Photothèque VEOLIA - Salah Benacer

Champagne, boues et céramique

Innovante avec son procédé d’oxydation par voie humide exploitée par Veolia, la station d’épuration d’Épernay-Mardeuil va pouvoir réutiliser ces résidus solides minéraux. Une première en France.

Valoriser les technosables pour la voirie ou la filière céramique, c’est la prouesse technologique conduite sur le site d’Épernay-Mardeuil exploité par Veolia.

En bord de Marne, Épernay bénéficie d’un site naturel exceptionnel et d’un environnement propice à la culture du plus célèbre des ambassadeurs français : le champagne. C’est au cœur de ce paysage – 4 200 hectares de vignobles qui créent de l’activité pour 1 200 viticulteurs et 1 500 entreprises – qu’a été conçue la station d’épuration des eaux usées d’Épernay-Mardeuil, inaugurée en 2007.

Le site devait répondre aux contraintes spécifiques de l’activité viticole, qui produit un volume important d’effluents, notamment au moment des vendanges en septembre et lors du lavage des fûts en janvier-février. De plus, l’épandage est quasiment impossible sur ce territoire protégé.

C’est dans ce cadre, qu’OTV,  une filiale de Veolia a mis en place le procédé d’oxydation par voie humide (OVH). Cette première en Europe consistait à réduire les boues d’épuration à la seule matière minérale et à la valoriser en la réintroduisant dans une filière de valorisation. Les eaux traitées sont elles rejetées sans nuisance dans le milieu naturel.

Champagne, boues et céramique

En amont, la technologie Athos, portée par OTV et Veolia, consiste d’abord à mettre en place une étape de « digestion », qui réduit la charge organique. Puis les boues sont chauffées et injectées à haute pression avec de l’oxygène pur, ce qui aboutit à détruire les matières organiques, en ne restituant qu’une très petite quantité de sous-produits minéralisés.

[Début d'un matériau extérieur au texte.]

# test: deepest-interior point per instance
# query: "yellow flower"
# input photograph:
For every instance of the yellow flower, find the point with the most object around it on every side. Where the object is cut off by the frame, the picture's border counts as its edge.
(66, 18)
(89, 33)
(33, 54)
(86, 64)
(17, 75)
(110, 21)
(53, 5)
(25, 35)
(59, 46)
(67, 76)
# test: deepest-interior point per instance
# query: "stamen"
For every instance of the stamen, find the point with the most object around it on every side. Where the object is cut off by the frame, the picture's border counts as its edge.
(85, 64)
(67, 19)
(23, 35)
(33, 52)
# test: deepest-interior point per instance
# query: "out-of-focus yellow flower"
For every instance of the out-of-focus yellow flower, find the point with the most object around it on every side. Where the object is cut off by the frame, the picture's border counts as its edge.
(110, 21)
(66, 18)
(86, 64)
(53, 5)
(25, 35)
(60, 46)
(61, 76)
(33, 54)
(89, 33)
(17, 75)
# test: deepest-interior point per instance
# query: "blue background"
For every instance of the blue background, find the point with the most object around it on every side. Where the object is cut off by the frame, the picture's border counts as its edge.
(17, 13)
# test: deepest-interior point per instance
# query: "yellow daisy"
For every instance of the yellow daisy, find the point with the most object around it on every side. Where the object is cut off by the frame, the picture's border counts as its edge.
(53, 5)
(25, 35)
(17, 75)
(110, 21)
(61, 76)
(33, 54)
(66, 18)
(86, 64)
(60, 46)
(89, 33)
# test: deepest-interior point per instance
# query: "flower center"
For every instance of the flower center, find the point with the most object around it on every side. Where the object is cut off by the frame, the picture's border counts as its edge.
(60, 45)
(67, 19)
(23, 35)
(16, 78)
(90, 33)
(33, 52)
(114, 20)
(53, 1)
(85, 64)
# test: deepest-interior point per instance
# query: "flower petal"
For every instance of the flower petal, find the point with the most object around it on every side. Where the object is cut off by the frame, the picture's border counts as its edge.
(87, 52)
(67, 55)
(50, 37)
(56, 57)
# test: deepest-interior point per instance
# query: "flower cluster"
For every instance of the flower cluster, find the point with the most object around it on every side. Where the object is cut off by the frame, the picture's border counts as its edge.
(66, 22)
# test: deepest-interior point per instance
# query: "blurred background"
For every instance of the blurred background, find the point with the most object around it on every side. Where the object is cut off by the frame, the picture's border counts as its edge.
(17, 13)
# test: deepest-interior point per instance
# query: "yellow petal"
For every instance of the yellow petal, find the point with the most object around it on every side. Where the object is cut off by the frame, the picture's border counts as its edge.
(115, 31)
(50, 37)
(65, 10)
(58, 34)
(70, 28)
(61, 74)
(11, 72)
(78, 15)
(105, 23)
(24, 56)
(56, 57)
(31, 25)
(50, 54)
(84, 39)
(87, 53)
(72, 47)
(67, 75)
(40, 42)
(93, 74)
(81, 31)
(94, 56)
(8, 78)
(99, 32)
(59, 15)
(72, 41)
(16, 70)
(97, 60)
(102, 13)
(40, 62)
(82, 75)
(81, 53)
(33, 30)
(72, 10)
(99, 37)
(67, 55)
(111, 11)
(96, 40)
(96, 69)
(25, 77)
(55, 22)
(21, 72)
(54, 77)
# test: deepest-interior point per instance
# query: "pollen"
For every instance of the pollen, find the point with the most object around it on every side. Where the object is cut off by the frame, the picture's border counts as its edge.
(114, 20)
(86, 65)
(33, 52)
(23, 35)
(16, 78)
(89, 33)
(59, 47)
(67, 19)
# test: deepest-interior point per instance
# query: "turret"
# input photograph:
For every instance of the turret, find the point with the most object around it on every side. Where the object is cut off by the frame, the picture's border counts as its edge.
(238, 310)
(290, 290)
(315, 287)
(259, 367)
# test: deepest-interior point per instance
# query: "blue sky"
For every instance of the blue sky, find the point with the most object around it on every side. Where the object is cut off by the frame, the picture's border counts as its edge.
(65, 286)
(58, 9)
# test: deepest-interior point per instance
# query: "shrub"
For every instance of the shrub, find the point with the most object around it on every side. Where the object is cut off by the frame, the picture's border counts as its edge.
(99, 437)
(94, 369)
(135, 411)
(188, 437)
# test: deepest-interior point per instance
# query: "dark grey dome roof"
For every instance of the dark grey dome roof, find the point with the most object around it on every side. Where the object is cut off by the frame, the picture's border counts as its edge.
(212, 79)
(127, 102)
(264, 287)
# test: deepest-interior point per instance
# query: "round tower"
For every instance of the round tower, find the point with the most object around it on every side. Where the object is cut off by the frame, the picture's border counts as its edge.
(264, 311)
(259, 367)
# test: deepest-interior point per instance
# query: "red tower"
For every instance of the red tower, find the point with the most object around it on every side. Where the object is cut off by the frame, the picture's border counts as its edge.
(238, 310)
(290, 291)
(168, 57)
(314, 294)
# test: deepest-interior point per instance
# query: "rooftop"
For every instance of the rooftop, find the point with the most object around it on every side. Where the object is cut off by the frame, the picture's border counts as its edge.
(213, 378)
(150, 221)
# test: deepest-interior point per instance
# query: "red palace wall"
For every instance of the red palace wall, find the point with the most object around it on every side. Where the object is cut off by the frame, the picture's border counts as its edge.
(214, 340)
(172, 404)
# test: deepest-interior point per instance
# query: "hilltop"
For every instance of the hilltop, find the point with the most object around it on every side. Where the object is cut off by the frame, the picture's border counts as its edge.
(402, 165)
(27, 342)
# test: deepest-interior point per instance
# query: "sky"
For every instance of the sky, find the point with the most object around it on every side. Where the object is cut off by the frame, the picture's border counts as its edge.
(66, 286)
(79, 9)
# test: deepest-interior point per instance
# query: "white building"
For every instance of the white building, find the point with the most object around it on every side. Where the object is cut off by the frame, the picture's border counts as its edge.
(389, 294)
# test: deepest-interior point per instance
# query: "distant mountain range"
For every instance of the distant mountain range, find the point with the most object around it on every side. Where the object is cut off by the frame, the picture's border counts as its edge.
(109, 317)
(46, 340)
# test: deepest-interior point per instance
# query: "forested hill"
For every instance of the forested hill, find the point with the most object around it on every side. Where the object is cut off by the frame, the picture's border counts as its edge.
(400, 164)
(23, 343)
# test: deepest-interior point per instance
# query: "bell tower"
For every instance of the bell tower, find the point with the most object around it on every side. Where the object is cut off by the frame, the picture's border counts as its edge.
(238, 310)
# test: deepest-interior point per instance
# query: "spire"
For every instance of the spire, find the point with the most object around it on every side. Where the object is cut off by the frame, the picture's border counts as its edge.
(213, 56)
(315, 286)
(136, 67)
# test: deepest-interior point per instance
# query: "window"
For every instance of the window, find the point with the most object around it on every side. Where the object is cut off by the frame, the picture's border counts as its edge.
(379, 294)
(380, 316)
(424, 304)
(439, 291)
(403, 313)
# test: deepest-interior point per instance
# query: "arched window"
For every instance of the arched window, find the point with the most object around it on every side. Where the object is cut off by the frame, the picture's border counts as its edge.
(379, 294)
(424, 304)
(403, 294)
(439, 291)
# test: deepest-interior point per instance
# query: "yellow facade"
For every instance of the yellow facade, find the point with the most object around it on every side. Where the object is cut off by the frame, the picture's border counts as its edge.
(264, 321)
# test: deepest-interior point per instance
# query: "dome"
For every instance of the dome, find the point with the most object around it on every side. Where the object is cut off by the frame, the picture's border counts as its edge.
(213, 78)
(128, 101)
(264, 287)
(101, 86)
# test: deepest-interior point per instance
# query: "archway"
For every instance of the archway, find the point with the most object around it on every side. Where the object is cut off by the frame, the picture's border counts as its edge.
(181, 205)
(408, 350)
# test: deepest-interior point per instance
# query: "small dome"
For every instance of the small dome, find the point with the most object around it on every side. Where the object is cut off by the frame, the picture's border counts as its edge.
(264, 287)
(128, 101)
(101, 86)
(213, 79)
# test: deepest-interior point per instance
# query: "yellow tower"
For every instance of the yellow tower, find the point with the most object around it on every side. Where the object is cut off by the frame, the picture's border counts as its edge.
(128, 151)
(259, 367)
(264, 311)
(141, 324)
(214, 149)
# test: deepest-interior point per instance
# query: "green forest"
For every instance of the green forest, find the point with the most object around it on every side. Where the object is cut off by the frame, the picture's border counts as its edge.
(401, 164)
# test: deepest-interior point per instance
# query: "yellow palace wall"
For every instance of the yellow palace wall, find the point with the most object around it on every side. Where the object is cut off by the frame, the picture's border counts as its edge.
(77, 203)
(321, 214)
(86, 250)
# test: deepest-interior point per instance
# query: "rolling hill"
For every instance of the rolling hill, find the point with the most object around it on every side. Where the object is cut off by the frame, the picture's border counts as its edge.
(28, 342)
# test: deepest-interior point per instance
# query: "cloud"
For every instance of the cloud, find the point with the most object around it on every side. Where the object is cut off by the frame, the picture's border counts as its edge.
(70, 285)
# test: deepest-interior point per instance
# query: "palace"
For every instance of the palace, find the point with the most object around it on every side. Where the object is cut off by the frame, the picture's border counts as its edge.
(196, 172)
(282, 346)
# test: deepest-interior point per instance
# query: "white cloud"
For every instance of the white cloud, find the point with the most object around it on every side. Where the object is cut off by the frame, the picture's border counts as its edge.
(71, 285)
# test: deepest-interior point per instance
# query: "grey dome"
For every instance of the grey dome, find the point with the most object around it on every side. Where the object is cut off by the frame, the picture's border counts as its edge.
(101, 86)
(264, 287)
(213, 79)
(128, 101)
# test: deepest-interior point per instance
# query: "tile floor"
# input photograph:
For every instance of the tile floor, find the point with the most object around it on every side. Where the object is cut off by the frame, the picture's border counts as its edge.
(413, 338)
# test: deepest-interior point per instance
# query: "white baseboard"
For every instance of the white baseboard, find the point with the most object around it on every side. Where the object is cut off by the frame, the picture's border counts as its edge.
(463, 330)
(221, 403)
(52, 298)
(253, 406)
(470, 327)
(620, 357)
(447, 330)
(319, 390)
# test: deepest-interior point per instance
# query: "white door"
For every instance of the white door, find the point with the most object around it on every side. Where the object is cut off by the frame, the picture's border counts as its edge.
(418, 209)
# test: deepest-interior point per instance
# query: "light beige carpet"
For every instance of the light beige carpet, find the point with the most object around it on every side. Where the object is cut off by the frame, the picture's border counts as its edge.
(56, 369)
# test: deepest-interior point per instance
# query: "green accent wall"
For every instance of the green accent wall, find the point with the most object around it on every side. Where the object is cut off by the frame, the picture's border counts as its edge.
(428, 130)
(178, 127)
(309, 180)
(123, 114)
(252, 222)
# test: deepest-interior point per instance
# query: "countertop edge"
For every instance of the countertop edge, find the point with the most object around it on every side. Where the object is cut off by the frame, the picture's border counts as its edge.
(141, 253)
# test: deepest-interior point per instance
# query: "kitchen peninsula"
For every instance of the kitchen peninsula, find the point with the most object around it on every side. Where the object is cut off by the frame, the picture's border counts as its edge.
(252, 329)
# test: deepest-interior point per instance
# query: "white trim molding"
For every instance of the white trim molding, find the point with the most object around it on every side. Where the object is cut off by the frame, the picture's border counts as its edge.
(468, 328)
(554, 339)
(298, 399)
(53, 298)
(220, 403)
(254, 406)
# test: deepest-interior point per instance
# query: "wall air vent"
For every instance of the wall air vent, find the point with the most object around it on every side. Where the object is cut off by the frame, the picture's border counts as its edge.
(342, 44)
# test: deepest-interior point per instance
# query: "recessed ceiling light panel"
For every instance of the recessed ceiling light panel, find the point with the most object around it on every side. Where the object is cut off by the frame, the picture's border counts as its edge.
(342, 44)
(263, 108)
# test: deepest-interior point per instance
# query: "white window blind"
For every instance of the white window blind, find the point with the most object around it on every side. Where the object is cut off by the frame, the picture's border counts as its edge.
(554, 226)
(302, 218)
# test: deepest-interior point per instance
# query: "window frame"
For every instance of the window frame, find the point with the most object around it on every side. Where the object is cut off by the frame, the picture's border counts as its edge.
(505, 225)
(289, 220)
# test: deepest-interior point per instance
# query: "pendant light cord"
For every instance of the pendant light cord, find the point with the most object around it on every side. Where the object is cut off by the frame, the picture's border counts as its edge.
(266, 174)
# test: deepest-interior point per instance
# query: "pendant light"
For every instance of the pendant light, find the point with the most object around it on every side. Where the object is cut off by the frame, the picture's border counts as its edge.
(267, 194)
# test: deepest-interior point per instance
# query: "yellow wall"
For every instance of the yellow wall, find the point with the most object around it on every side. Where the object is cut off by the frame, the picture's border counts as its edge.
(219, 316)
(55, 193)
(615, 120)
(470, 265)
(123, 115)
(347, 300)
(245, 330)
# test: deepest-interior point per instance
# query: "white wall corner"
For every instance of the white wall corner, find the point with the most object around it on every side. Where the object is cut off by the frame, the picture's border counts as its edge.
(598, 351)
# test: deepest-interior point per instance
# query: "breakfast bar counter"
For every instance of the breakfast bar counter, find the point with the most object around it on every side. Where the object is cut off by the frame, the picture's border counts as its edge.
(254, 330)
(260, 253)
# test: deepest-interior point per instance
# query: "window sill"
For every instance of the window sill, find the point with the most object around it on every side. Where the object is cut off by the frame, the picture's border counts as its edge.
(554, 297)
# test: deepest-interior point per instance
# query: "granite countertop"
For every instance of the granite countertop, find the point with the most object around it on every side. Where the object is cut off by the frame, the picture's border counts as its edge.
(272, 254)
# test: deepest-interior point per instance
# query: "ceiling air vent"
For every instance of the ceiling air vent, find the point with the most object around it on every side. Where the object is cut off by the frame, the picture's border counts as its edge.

Au final, le gaz produit par la réaction est « propre », le liquide organique obtenu est biodégradable et les résidus solides, ou technosables, composés d’argiles, de calcaires et de phosphates sont limités et recyclables.

Depuis le 31 décembre 2015, un arrêté préfectoral autorise la réutilisation des technosables issus du traitement par voie humide dans la station d’Épernay-Mardeuil.

Ces technosables peuvent servir aux travaux de voirie pour le remblayage de tranchées de la communauté de communes d’Épernay Pays de Champagne (7 % de technosables sont ajoutés au sable utilisé en fonds de fouille pour supporter des canalisations). 700 tonnes de technosables pourront ainsi être valorisées.

Il a fallu huit ans d’études techniques pour valider la réintroduction de ces résidus dans ces filières. C’est une étape majeure dans l’exemplarité du site d’Épernay-Mardeuil. Avec une capacité de traitement de 77 000 à 150 000 équivalent habitants et 30 000 tonnes/an de boues digérées, c’était déjà l’un des premiers sites à utiliser l’oxydation par voie humide en Europe. C’est désormais le premier autorisé en France à réutiliser les technosables issus de cette technologie. Alors, champagne !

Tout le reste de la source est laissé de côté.